Plenty of food for thought in the comments on last week’s prize, Mary Hunt’s “The Smart Woman’s Guide to Planning Retirement.” National pundits and rich politicians who think that the economy is going just fine, thanks, should get an eyeful of stories like:
“I am 44. I have no money. No savings. No job.”
“Like others, I have student loans and – in this economy – am earning very little, and struggling to do that.”
“As a 48-year-old whose financial situation has deteriorated drastically due to some serious life changes, I could really use the help.”
I’m 52 and recently lost my job. I have no savings, my husband has been on disability for 20 years and we rely on every penny that I make. … I don’t want to have to work until I die.”
“I have spent more than one sleepless night fretting about this very subject. Divorced, mid-forties, paycheck to paycheck, less than stellar salary, adult kids sometimes need my help, prices up, taxes up…”
Understand: Such comments don’t surprise me, because I’m playing catch-up with my own retirement and also because more than a few people in my life are living fairly close to the bone. Not every pundit and politician has that daily reality check.
If that’s you, or if you’re making ends meet but don’t have much of a safety net and/or retirement plan, Hunt has a couple of other options:
- Everyday Cheapskate. This is her free blog and it’s full of money-saving tips, recipes, frugal hacks and coupon links.
- A free e-book. When you get to the Everyday Cheapskate landing page you’ll be given the option of signing up for e-mail updates. If you do, you’ll get a free e-book called “The Best of Everyday Cheapskate.” If you can’t use at least some of these tips to trim your budget, then you’re probably not trying hard enough.
- Debt-Proof Living. This website features a “boot camp,” tools, planners, information on managing your money, tips, a massive article archive and access to a community forum. This service costs $29 per year, but you can also sign up for $3.99 per month to check it out, or if cash flow is a problem. (And if it is? Use some of the tips in that e-book to carve out $29 for an annual membership if DPL speaks to your needs.)
Can’t afford to join for pay, or to buy her books? Check your local library and if they’re not there, request that they be purchased or obtained through an inter-library loan. Or: Join Swagbucks and cash your points in for Amazon gift cards, then buy for yourself.

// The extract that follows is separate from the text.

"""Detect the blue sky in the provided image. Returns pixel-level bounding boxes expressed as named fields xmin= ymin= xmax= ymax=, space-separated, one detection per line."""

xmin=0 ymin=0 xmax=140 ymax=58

Oh, and thanks again to Hunt for donating an additional copy of her book to give away and for providing personal answers in the comments section. Clearly, she rocks.
In other news
Here’s what else has been going on:
A short interview I did with Mary Hunt became a post called “Do something about debt,” over on Consumerism Commentary. The topic is a collaboration between Hunt and Chase Slate, a 15-day program called – you guessed it – “Do something about debt.” That link will get you to the archives of a 15-day program of tips, tactics and personal encouragement.
Think of it as the tools you need and the advice that will get you started, but remember that you’ll be the one doing the work. (Hint: You can do it.)
My latest article on Money Talks News should help you get your frugal on. “How to find thousands of freebies” provides tips on scoring all sorts of gratis goodies, from toiletries to travel. If it’s free, it’s for you and me – and remember, anything you don’t have to pay for means you’re one step closer to solvency.
That post made it into this week’s Carnival of Personal Finance over at the Start Freelancing Now blog. Last week another MTN piece, “How to pay bottom dollar for diapers,” made it into the CoPF hosted at The Broke and Beautiful Life.
Finally, I was asked to contribute to what became an article called “6 ways saving money is like competing in the Olympics” at GoBankingRates.com. This is worth peeking at, if only to see the accompanying image of a bunch of talking heads in a bobsled. And I’m driving! Well, my head is.